Menariknya lagi, al-Ghumari secara tegas dan jelas menyatakan bahwa pernikahan antara perempuan Muslimah dan laki-laki non-Muslim--yang dilegalkan oleh Mun'im Sirry dan kalangan sejenisnya--itu termasuk zina! Bahkan beliau menyebutnya sebagai zina terburuk dan paling keji dari model-model perzinahan yang lain. Berikut saya kutipkan perkataannya dalam risalah yang tadi disebutkan itu.

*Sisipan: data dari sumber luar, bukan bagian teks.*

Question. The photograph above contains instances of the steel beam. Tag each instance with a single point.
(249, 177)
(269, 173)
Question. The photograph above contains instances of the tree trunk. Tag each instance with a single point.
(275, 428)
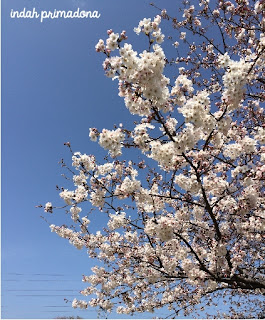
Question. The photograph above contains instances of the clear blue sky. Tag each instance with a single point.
(53, 90)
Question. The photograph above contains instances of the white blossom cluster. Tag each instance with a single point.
(163, 228)
(234, 80)
(117, 220)
(180, 224)
(112, 141)
(151, 27)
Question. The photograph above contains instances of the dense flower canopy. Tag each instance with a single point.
(186, 223)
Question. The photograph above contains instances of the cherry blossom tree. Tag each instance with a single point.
(186, 222)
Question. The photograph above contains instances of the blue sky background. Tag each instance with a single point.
(53, 90)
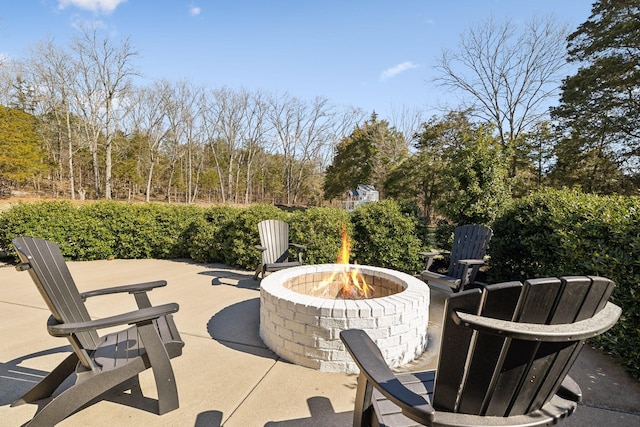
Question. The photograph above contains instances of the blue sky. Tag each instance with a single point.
(376, 55)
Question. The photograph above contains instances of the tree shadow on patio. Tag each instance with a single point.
(237, 326)
(209, 419)
(16, 379)
(322, 414)
(222, 276)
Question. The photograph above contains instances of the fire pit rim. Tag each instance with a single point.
(274, 283)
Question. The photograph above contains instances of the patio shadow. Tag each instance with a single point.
(322, 414)
(222, 276)
(237, 326)
(209, 419)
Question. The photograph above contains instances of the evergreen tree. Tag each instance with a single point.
(366, 156)
(20, 147)
(599, 111)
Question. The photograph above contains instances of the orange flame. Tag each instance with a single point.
(353, 283)
(354, 286)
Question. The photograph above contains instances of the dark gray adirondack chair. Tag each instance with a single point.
(274, 247)
(469, 248)
(101, 363)
(506, 350)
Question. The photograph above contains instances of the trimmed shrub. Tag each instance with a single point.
(385, 237)
(558, 233)
(320, 229)
(208, 234)
(241, 235)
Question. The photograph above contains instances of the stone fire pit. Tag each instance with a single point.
(301, 323)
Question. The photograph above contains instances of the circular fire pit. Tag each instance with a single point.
(301, 318)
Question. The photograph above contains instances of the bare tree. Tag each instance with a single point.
(407, 121)
(302, 131)
(507, 73)
(55, 71)
(149, 119)
(106, 71)
(224, 126)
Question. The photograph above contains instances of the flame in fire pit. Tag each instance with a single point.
(354, 286)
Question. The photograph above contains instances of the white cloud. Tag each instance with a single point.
(394, 71)
(101, 6)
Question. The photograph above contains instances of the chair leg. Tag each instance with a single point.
(161, 367)
(362, 408)
(51, 382)
(255, 276)
(83, 392)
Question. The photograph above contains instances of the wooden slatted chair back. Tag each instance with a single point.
(274, 235)
(49, 271)
(486, 374)
(469, 242)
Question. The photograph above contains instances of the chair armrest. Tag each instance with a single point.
(471, 261)
(583, 329)
(132, 289)
(142, 315)
(372, 365)
(570, 390)
(428, 258)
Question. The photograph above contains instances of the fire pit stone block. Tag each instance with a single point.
(303, 327)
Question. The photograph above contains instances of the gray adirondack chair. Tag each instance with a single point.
(467, 255)
(274, 247)
(506, 351)
(101, 363)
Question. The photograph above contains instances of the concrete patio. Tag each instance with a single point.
(226, 376)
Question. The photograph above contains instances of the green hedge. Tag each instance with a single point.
(551, 233)
(220, 234)
(557, 233)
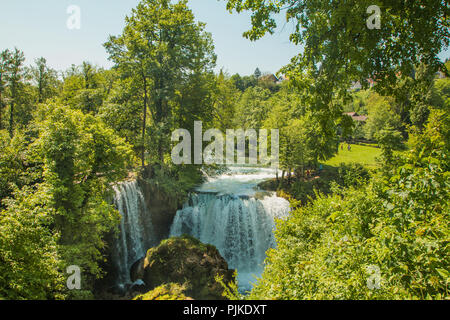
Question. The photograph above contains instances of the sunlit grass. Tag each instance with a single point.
(363, 154)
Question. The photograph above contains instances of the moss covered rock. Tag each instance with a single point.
(190, 263)
(170, 291)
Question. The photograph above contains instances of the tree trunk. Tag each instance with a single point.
(144, 123)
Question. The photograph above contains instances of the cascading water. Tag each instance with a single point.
(225, 212)
(136, 229)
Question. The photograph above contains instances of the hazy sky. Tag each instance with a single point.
(39, 29)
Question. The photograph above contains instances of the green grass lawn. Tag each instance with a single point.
(364, 155)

النوع الخامس: وهو أشد أنواع الزنا قبحا وأقبحها فحشا ألا وهو زواج النصراني بالمسلمة، وهذا مع الأسف الشديد يقع في طنجة وفي العرائش وفي الجزائر، تارة يدعي الإسلام وينطق بالشهادة كذبا وفي حالات كثيرة يتزوج المسلمة علانية من غير أن يدعي إسلاما ولا ينطق بشهادة.

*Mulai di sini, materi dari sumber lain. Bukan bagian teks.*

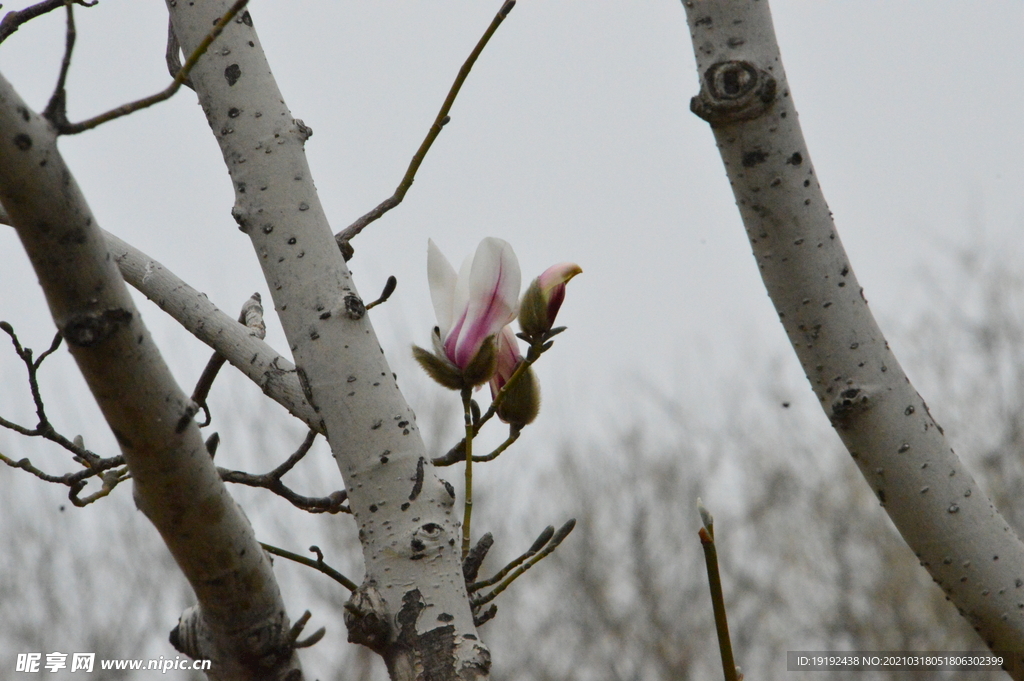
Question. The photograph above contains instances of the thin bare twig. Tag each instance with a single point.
(315, 564)
(252, 317)
(271, 480)
(344, 237)
(296, 630)
(66, 128)
(526, 562)
(13, 19)
(389, 288)
(55, 108)
(172, 55)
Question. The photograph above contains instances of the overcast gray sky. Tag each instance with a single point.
(571, 139)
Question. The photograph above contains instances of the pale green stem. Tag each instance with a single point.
(468, 509)
(718, 603)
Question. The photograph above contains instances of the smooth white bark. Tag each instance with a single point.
(413, 606)
(241, 623)
(264, 366)
(931, 497)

“Model kelima, dan ini termasuk perzinahan yang keburukannya paling parah, dan kekejiannya paling buruk, yaitu pernikahan antara seorang laki-laki Kristen dengan perempuan Muslimah. Sayangnya, ini terjadi di kota Tangier, juga di kawasan Larache, dan negeri al-Jazair. Terkadang (pihak laki-laki) pura-pura mengaku sebagai Muslim, dan mengucapkan dua kalimat syahadat secara dusta. Dalam banyak kasus, pihak laki-laki menikahi perempuan Muslimah secara terang-terangan, tanpa mengaku sebagai Muslim juga tidak mengucapkan dua kalimat syahadat.”

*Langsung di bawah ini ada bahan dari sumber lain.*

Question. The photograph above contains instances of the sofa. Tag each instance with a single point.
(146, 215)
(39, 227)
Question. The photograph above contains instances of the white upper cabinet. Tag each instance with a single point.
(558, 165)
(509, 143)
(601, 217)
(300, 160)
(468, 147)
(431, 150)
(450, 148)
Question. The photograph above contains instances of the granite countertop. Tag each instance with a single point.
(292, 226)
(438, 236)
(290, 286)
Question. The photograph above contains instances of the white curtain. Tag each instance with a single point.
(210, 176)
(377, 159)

Lalu bagaimana hukumnya orang yang menghalalkan pernikahan semacam itu? Tentu saja, jika pernikahan semacam itu dihukumi sebagai zina, maka orang yang mengalalkannya sama saja dengan mengalalkan zina. Dan Anda pasti tahu apa hukumnya bagi orang yang menghalalkan apa yang sudah diharamkan secara tegas dalam agama itu. Karena itu, di paragraf selanjutnya ia menulis:
وتحريم زواج الكافر بالمسلمة مع كونه منصوصا في القرآن الكريم هو معلوم من الدين بالضرورة، فمن اعتقد جوازه فهو كافر جزما.
“Pengharaman atas pernikahan orang kafir dengan perempuan Muslimah, di samping ditegaskan secara nash oleh al-Quran, juga termasuk “ma’lūm min ad-dīn biddharūrah” (aksioma dalam agama), barang siapa meyakini kebolehannya, maka dia adalah kafir secara pasti (kafirun jazman)”
Lihat, betapa seriusnya al-Ghumari melayangkan penghukuman itu. Saya tidak sedang mengutip perkataan seorang Muslim yang berpaham radikal, beraliran takfiri, dan semacamnya. Tapi ini adalah perkataan seorang 'alim mutafannin (ulama ensiklopedis), pakar ushul fikih, ahli fikih, muhaddits besar, imam tarekat syadzuliyyah, dengan puluhan karya yang ketika dihimpun menjadi ensiklopedi setebal 19 jilid!
Kenapa maulana Syekh Abdullah bisa sampai pada kesimpulan itu? Apa saja argumen-argumen yang beliau sajikan dalam risalahnya? Bagi yang bisa berbahasa Arab, saya sangat menyarankan Anda untuk membaca risalah itu. Tepatnya di jilid ke-11 dari ensiklopedi beliau. Bagi yang tidak bisa, jangan khawatir, saya sudah merangkumnya dalam buku yang mudah-mudahan bisa segera terbit ini.
Ingat, di sini kita tidak bermaksud untuk memudahkan pengafiran terhadap orang lain. Tapi kejujuran ilmiah mengharuskan kita untuk mendedahkan pendapat ulama apa adanya. Dan mereka bicara dengan dalil. Bukan nalar liar dan hawa nafsu. Kalaupun Anda tidak setuju dengan penghukuman itu, minimal kutipan tersebut membuktikan bahwa ini adalah persoalan serius, yang sayangnya dipandang enteng oleh orang-orang yang tidak tahu diri itu.